How to sample rows from a dataframe?


#1

Hello.

I’ve created a dataframe by reading a very long csv file.

Now I would like to create another smaller dataframe with the same columns but with a few rows sampled randomly (without replacement) from the original.

Say we have this toy example and we want to create a new one with 3 rows. I’ve tried several alternatives.

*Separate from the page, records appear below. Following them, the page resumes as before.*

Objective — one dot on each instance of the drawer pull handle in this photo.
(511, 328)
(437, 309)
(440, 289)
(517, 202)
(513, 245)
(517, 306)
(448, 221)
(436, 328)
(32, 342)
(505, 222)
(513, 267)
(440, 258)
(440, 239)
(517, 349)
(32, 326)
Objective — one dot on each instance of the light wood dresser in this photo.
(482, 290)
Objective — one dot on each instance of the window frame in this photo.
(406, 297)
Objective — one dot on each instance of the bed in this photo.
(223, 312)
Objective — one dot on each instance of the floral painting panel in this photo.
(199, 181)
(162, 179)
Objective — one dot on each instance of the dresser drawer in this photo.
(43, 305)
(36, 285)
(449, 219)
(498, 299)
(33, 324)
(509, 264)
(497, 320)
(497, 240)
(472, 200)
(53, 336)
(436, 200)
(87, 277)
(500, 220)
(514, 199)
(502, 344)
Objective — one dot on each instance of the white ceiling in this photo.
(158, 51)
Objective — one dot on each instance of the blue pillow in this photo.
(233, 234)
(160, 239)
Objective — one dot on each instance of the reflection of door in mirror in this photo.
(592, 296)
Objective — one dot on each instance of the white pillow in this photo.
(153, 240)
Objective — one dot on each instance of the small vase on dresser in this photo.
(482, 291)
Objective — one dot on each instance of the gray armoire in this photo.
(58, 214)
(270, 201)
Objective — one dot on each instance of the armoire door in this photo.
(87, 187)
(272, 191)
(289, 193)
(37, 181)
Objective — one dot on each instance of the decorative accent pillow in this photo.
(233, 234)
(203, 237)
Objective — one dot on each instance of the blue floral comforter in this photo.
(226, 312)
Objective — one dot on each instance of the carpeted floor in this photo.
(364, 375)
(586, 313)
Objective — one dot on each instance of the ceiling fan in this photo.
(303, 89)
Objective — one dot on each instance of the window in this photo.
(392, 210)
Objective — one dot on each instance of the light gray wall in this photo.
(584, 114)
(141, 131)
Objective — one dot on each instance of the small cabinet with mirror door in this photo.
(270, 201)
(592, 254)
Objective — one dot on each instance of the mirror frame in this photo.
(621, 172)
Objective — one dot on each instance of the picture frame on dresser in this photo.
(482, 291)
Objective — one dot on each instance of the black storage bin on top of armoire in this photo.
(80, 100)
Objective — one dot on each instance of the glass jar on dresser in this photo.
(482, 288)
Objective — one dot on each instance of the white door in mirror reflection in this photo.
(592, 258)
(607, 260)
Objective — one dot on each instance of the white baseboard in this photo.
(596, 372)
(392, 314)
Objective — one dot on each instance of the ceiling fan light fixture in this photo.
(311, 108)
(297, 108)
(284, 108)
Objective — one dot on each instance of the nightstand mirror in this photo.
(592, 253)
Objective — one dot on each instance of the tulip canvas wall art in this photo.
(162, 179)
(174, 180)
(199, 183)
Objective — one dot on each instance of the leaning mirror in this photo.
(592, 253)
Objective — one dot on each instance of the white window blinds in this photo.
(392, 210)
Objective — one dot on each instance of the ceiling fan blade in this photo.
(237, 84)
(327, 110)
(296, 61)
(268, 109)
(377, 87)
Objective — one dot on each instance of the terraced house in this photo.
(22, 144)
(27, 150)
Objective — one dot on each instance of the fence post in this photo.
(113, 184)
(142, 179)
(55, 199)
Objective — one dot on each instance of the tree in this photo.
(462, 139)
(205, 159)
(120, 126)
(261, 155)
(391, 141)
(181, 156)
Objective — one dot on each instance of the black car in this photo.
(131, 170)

myDF = DataFrame(A = 1:10, B = 21:30)
sample(myDF, 3)                   # doesn't work
rand(myDF, 3)                     # doesn't work
randsubseq(myDF, 3)               # doesn't work
myDF[sample(1:10,3),:]          # doesn't work
myDF[rand(1:(size(myDF,1)),3),:]            # it works 
newDF = myDF[rand(1:(size(myDF,1)),3),:] 
3×2 DataFrame
│ Row │ A     │ B     │
│     │ Int64 │ Int64 │
├─────┼───────┼───────┤
│ 1   │ 2     │ 9     │
│ 2   │ 4     │ 7     │
│ 3   │ 10    │ 1     │

Is it the best way to do it?
How do you do it?


#2

You can use StatsBase.sample to sample without replacement, and (optionally) keep the order:

using StatsBase, DataFrames
myDF = DataFrame(A = 1:10, B = 21:30)
myDF[sample(axes(myDF, 1), 3; replace = false, ordered = true), :]

#3

And if you original DataFrame would be large (like millions of rows and hundreds of columns) you can use view(myDF, rows, :), where rows is the result from sample as @Tamas_Papp explained.